Wednesday 8 February 2017

Sky full of birds

Walland Marsh - cold, grey and grim, ne 2 - 0800hrs - For a change of scene me and the dog headed out for a wander around the Cheyne Court area of the Marsh, in less than inviting weather, and at times accompanied by a fine drizzle. However, we didn't meet another human in almost three hours; sometimes you just need to be alone with nature, and there was plenty of that on offer this morning.
  The name of the game was numbers with an enormous flock of 2,000 Golden Plovers and 1,000 Lapwings swirling over the wet meadows every time a Common Buzzard, Marsh Harrier or Peregrine threatened, which in turn also attracted hundreds of Common and Black-headed Gulls, corvids, Woodpigeons, Stock Doves and Starlings into the sky to make quite a spectacle.
  There were plenty of smaller passerines present too with Song Thrushes the most numerous thrush at 50, along with 20 Blackbirds and 10 Mistle Thrushes, but only a handful of Fieldfares. Also noted were small groups of Corn Buntings (20), Skylarks, Mipits, Pied Wagtails and Chaffinches.
  A rape-seed field held around 500 Greylags and 20 Canada Geese, plus 25 White-fronts and five Tundra Bean Geese, while amongst 120 Mute Swans were five Bewick`s Swans, although there could've been a few more in an adjacent field which was difficult to view without flushing the lot.

                                Midley drying barns

  On the way back to the coast I drove passed Midley to check on the bird feeders where the usual Tree Sparrows, finches, tits and the like were feasting on seeds and nuts. Further along the lane by the drying barns I was reminded of the down side of humanity when confronted with a fly-tipped load of freshly dumped building materials. I had a look through to see if there was anything of a personal nature in the rubbish in an attempt to identify who`d done the dirty deed, but could find none, and reported it to Shepway DC via their website when I got home.
  This kind of incident is becoming more and more common across the Marsh and there doesn't seem to be any way of preventing it, particularly in remote spots such as Midley, although I`m sure a more thorough analysis of fly-tipped stuff would better the chance of nailing the perpetrators. Apparently, the Magistrate Courts can dish out a maximum £50,000 fine or 12 months in prison (I wonder how often that is dished out?) and in exceptional cases, crush the vehicle (which is probably hardly ever done).


  1. The fly tip looks like the bird observatory kitchen c1977

  2. Fly-tipping is a normal part of the scenery now along the Harty Road on Sheppey.

    1. Just back from the Island Derek, I see what you mean about fly-tipping, its grim.

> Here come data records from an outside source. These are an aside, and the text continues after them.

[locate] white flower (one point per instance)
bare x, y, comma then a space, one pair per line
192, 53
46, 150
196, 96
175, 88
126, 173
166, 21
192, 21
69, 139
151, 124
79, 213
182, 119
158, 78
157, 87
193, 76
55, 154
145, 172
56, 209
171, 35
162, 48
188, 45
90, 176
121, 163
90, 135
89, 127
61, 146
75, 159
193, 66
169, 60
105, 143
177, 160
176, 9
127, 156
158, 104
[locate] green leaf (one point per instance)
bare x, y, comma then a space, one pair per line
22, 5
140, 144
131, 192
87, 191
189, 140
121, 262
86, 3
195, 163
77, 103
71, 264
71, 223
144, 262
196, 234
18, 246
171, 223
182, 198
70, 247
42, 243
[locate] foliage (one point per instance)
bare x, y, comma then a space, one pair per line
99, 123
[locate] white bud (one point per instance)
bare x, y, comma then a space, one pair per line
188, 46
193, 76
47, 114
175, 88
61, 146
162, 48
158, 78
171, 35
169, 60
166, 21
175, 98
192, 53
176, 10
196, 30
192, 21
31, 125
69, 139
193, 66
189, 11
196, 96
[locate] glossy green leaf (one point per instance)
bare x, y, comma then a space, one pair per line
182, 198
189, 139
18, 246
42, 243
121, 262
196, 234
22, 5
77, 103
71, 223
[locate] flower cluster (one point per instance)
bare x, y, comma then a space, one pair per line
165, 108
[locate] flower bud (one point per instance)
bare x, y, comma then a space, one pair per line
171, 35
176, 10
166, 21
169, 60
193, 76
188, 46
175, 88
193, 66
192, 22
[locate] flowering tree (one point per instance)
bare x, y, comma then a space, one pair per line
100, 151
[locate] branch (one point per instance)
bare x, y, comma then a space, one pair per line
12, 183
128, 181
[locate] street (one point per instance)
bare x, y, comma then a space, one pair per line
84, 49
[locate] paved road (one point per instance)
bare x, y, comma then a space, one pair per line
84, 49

However, we had a terrific days birding, see the latest post for details.

  3. Paul ,
    I agree with all you say re. fly tipping , but my own effort to get the persons responsible for a tip in a local car park produced less than expected . I was in woodland adjacent to the car park and heard a tipper truck come to a halt and the load being tipped . Through the trees , I managed to photograph the act , along with a close up of the number plate . I contacted the local council and an investigator came to my house and took a statement and copies of my photos and asked if I would be willing to attend court , to which I answered yes . Six months later and hearing nothing , I got back to the local council investigator who told me that the owner of the vehicle had said that he had let someone else use the vehicle on that day , and that nothing could be done about the situation . That was 3/4 years ago now , and nothing more has been heard from the council .
    Would I put myself out again ?

    1. That does seem ridiculous that the truck owner can`t be brought to book, even if someone else is driving it (a lie, of course). On a positive note the law was changed only last year, bringing in greater penalties. Personally, I`m all for crushing on a first offence. Keep the faith Greenie!